Une situation militaire instable dénoncée par l’AANES

L’Administration autonome du nord-est syrien (AANES), entité politique de gouvernement des territoires kurdes syriens du Rojava, le répète régulièrement : les forces armées turques et leurs mercenaires de la mal-nommée « Armée nationale syrienne » (ANS) enfreignent très régulièrement le cessez-le-feu. Pour la deuxième semaine de janvier 2020 par exemple, les Forces démocratiques syriennes (FDS) (3) ont comptabilisé trois enfreintes au cessez-le-feu : une frappe de drone le 9 janvier ayant tué un civil et un membre des Asayish, un bombardement au mortier des villes d’Arrida, Shorba Nisj et Qazali les 10 et 11 janvier, et, enfin, des tirs de roquettes sur le village de Dugir le 12 janvier ayant tué un civil et un membre des FDS.

Pourtant, pour rappel, plusieurs accords de cessez-le-feu ont émaillé l’offensive turque « Source de paix » lancée le 9 octobre 2019 en territoire syrien, en ciblant prioritairement les villes de Tall Abyad et Ras-al Ayn. Un premier accord avait été conclu entre les Etats-Unis et la Turquie et stipulait que les forces armées turques et leurs alliés suspendraient leurs opérations durant une période de cinq jours, au terme desquels les FDS devaient avoir évacué une bande frontalière profonde de trente kilomètres ; sans quoi, Ankara reprendrait son offensive. Le deuxième accord prenait la suite immédiate du premier : le 22 octobre, soit le dernier jour de l’accord américano-turc, le Président turc convenait, avec son homologue russe Vladimir Poutine, d’établir un nouveau cessez-le-feu. Celui-ci conditionnait à nouveau son respect au retrait des forces kurdes du nord-est syrien ; en outre, des patrouilles russo-turques devaient garantir la sécurité dans les zones nouvellement délaissées par les FDS.

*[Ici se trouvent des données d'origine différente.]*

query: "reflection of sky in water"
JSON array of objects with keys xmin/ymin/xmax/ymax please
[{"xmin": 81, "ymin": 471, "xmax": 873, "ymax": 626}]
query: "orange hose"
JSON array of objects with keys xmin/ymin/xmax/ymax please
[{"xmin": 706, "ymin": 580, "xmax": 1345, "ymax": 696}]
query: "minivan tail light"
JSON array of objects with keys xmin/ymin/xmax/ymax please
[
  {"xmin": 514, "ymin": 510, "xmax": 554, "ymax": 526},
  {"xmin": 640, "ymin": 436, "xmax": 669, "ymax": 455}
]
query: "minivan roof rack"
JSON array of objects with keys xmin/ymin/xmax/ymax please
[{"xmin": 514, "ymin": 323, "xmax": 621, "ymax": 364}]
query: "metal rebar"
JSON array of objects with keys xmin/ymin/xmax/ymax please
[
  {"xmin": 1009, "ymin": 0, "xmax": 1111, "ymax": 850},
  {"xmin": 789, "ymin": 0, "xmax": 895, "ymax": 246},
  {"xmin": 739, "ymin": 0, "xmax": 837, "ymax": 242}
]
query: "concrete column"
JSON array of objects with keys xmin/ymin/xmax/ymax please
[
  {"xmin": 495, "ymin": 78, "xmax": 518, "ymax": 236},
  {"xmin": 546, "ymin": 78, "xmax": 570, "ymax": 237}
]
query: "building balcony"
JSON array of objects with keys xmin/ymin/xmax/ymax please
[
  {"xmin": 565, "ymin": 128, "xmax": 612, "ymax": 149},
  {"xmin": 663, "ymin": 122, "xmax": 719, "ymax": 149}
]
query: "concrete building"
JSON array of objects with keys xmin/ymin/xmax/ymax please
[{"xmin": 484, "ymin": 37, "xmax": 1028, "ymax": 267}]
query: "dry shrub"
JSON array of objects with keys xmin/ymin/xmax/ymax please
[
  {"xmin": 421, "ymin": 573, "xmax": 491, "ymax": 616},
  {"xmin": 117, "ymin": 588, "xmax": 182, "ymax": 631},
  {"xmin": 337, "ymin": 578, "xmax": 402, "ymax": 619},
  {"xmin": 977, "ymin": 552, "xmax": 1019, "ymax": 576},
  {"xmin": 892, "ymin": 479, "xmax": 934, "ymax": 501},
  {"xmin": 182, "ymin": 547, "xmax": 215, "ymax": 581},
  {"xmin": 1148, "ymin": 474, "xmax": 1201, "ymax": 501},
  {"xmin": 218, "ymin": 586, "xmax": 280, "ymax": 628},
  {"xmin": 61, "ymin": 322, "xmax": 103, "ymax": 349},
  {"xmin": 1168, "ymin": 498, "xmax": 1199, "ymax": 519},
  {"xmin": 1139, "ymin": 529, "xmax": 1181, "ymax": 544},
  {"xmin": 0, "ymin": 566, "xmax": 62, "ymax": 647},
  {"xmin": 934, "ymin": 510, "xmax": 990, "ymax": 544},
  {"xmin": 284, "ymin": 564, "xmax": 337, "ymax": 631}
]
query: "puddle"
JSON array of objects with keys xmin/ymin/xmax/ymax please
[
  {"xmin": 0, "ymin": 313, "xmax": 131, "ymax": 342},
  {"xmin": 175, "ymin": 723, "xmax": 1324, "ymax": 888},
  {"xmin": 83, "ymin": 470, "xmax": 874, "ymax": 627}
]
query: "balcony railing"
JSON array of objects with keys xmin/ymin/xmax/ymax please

Le 24 octobre, la présidence turque annonçait la fin des opérations militaires en Syrie, tout en menaçant de les reprendre aussitôt qu’une menace « terroriste » (autrement dit, « kurde », selon la vision d’Ankara) serait détectée dans le nord-est syrien. S’appuyant sur ce dernier avertissement, la Turquie a ainsi, à plusieurs reprises, enfreint les différents cessez-le-feu au respect desquels elle s’était pourtant engagée. Les forces armées turques elles-mêmes n’ont, toutefois, que rarement enfreint les cessez-le-feu ; ses proxy, incarnés par les groupes armés composant l’ANS l’ont presque systématiquement fait à sa place. Les ONG et de hauts responsables diplomatiques de diverses nationalités ont d’ailleurs dénoncé les atteintes régulières aux Droits de l’Homme et au droit de la guerre commises par ces mercenaires d’Ankara (4).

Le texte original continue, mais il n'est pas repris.